Deployment Ease: Mage offers a stark contrast to Airflow's complex setup process. It simplifies deployment to a single Docker image, making it straightforward to install and start on any machine, whether it's local or cloud-based on AWS, GCP, or Azure. This simplicity extends to scaling, which Mage handles horizontally, particularly beneficial in Kubernetes environments where performance scales with the number of pipelines.
User Interface (UI): Mage shines with its UI, presenting a dark mode interface that's not only visually appealing but also simplifies navigation and pipeline management. The UI facilitates easy access to pipelines, scheduling, and monitoring of pipeline runs, offering a more intuitive experience compared to Airflow.
Pipeline Creation and Modification: Mage streamlines the creation of ETL pipelines, allowing users to easily add data loaders, transformers, and exporters through its UI. It supports direct interaction with APIs for data loading and provides a visual representation of the data flow, enhancing the overall pipeline design experience.
Data Visualization and Exploration: Beyond simple pipeline creation, Mage enables in-depth data exploration within the UI. Users can generate various charts, such as histograms and bar charts, to analyze the data directly, a feature that greatly enhances the tool's utility.
Testing and Scheduling: Testing pipelines in Mage is straightforward, allowing for quick integration of tests to ensure data quality and pipeline reliability. Scheduling is also versatile, supporting standard time-based triggers, event-based triggers for real-time data ingestion, and API calls for on-demand pipeline execution.
Support for Streaming and ELT Processes: Mage is not limited to ETL workflows but also supports streaming and ELT processes. It integrates seamlessly with DBT models for in-warehouse transformations and Spark for big data processing, showcasing its versatility and scalability.

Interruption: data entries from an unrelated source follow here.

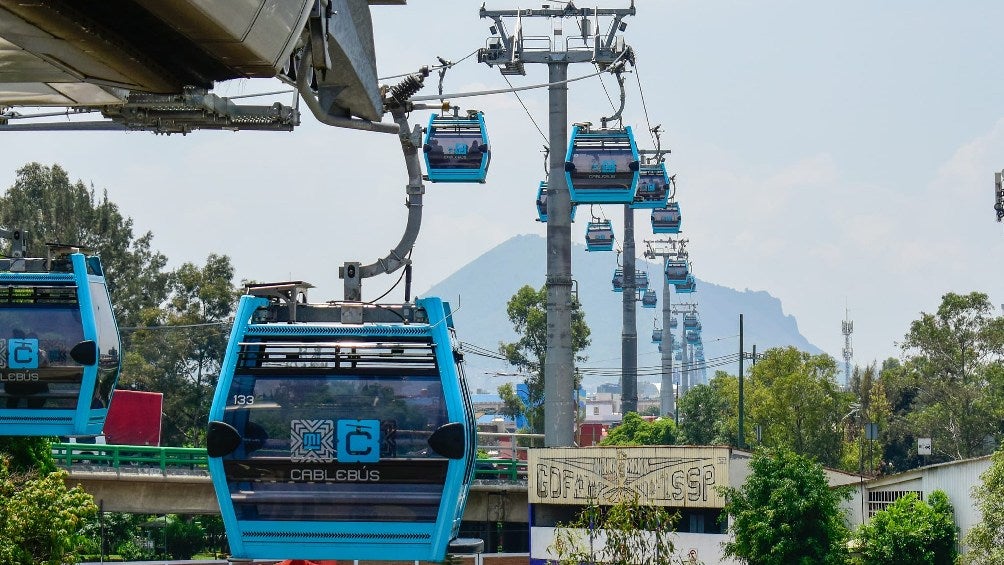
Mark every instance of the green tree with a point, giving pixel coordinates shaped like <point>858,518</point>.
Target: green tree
<point>794,397</point>
<point>911,531</point>
<point>785,513</point>
<point>527,310</point>
<point>44,202</point>
<point>708,413</point>
<point>181,347</point>
<point>901,386</point>
<point>185,536</point>
<point>636,431</point>
<point>626,533</point>
<point>986,539</point>
<point>40,519</point>
<point>955,357</point>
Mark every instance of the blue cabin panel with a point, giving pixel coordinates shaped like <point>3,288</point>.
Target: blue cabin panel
<point>456,149</point>
<point>688,286</point>
<point>332,441</point>
<point>667,220</point>
<point>650,299</point>
<point>677,271</point>
<point>599,236</point>
<point>541,204</point>
<point>601,166</point>
<point>618,280</point>
<point>653,187</point>
<point>59,347</point>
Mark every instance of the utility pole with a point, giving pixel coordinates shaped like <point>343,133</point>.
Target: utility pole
<point>662,249</point>
<point>846,327</point>
<point>507,51</point>
<point>742,404</point>
<point>682,309</point>
<point>629,333</point>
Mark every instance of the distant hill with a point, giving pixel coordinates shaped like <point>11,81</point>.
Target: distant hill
<point>479,291</point>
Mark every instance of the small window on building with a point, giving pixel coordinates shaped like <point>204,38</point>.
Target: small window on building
<point>880,500</point>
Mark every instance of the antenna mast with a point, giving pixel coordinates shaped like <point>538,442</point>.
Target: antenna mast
<point>846,327</point>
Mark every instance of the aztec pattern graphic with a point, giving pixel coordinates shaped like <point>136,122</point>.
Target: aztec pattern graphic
<point>311,441</point>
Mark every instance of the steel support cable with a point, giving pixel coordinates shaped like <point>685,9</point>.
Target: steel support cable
<point>528,114</point>
<point>448,64</point>
<point>645,106</point>
<point>398,257</point>
<point>303,74</point>
<point>506,90</point>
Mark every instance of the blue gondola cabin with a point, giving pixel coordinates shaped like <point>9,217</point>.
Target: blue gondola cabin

Conclusion and Call to Action: Andreas concludes by praising the direction in which the industry is moving, with tools like Mage simplifying data engineering processes. He encourages viewers to try Mage and engage with the content by liking, subscribing, and commenting on their current tools and the potential impact of Mage.

Overall, the video shows Mage as a highly user-friendly, scalable, and versatile tool for data pipeline creation and management, offering a compelling alternative to traditional tools like Airflow.